Decision forests are most effective when you have a tabular dataset (data you might represent in a spreadsheet, csv file, or database table). Tabular data is one of the most common data formats, and decision forests should be your “go-to” solution for modeling it.
Table 1. An example of a tabular dataset.
| Number of legs | Number of eyes | Weight (lbs) | Species (label) |
|---|---|---|---|
| 2 | 2 | 12 | Penguin |
| 8 | 6 | 0.1 | Spider |
| 4 | 2 | 44 | Dog |
| … | … | … | … |
Unlike neural networks, decision forests natively consume model tabular data. When developing decision forests, you don't have to do tasks like the following:
- Perform preprocessing like feature normalization or one-hot encoding.

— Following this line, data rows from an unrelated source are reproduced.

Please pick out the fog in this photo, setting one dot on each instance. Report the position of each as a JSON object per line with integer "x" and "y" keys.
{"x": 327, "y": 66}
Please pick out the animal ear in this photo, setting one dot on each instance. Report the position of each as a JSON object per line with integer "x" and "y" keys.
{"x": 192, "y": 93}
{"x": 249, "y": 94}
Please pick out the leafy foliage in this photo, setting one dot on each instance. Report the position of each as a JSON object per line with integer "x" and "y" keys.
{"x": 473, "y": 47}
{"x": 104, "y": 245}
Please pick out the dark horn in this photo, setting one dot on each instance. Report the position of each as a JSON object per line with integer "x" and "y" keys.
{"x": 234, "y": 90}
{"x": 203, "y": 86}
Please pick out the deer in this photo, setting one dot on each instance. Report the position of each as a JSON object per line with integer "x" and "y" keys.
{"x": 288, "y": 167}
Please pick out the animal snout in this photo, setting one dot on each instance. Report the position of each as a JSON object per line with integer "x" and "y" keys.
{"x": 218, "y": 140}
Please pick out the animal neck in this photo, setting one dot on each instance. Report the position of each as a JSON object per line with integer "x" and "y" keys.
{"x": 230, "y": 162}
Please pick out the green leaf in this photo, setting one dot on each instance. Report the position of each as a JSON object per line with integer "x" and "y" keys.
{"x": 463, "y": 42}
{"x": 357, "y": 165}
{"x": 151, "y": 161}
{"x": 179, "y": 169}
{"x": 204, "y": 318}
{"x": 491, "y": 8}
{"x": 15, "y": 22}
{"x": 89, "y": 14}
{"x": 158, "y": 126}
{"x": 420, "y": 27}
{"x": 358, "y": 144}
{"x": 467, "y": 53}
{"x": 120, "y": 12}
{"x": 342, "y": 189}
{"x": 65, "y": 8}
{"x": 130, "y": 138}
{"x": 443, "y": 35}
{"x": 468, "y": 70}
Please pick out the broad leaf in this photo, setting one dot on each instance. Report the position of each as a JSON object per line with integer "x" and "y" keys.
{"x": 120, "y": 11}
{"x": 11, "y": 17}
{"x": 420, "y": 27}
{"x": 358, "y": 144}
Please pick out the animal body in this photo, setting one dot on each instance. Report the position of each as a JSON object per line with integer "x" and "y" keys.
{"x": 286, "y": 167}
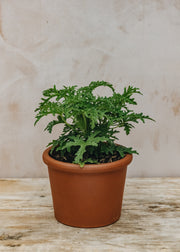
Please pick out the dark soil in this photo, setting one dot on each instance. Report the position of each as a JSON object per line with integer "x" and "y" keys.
{"x": 69, "y": 157}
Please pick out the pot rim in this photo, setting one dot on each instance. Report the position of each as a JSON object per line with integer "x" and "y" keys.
{"x": 88, "y": 168}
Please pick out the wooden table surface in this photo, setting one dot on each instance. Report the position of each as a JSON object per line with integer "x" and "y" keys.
{"x": 150, "y": 219}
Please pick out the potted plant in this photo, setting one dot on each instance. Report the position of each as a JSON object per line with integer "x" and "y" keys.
{"x": 87, "y": 169}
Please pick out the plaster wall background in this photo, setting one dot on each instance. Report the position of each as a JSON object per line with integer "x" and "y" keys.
{"x": 43, "y": 42}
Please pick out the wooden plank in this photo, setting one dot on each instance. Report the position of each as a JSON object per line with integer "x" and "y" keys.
{"x": 150, "y": 219}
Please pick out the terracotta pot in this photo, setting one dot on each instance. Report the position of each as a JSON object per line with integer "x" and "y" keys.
{"x": 90, "y": 196}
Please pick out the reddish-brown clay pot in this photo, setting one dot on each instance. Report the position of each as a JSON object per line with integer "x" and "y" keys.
{"x": 90, "y": 196}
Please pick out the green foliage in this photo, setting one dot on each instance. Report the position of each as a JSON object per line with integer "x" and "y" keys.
{"x": 90, "y": 122}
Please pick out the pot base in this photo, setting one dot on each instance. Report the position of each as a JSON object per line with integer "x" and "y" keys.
{"x": 97, "y": 225}
{"x": 90, "y": 196}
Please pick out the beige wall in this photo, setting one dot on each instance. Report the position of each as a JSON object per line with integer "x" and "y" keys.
{"x": 43, "y": 42}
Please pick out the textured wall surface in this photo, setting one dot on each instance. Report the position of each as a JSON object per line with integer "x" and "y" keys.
{"x": 43, "y": 42}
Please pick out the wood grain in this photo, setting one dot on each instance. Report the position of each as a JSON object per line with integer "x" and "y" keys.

- Perform imputation (for example, replacing a missing value with
-1).
However, decision forests are not well suited to directly consume non-tabular data (also called unstructured data), such as images or text. Yes, workarounds for this limitation do exist, but neural networks generally handle unstructured data better.
Performance
Decision forests are sample efficient. That is, decision forests are well suited for training on small datasets, or on datasets where the ratio of number of features / number of examples is high (possibly greater than 1). Even though decision forests are sample efficient, like all machine learning models, decision forests perform best when lots of data is available.
Decision forests typically infer faster than comparable neural networks. For example, a medium-size decision forest runs inference in a few microseconds on a modern CPU.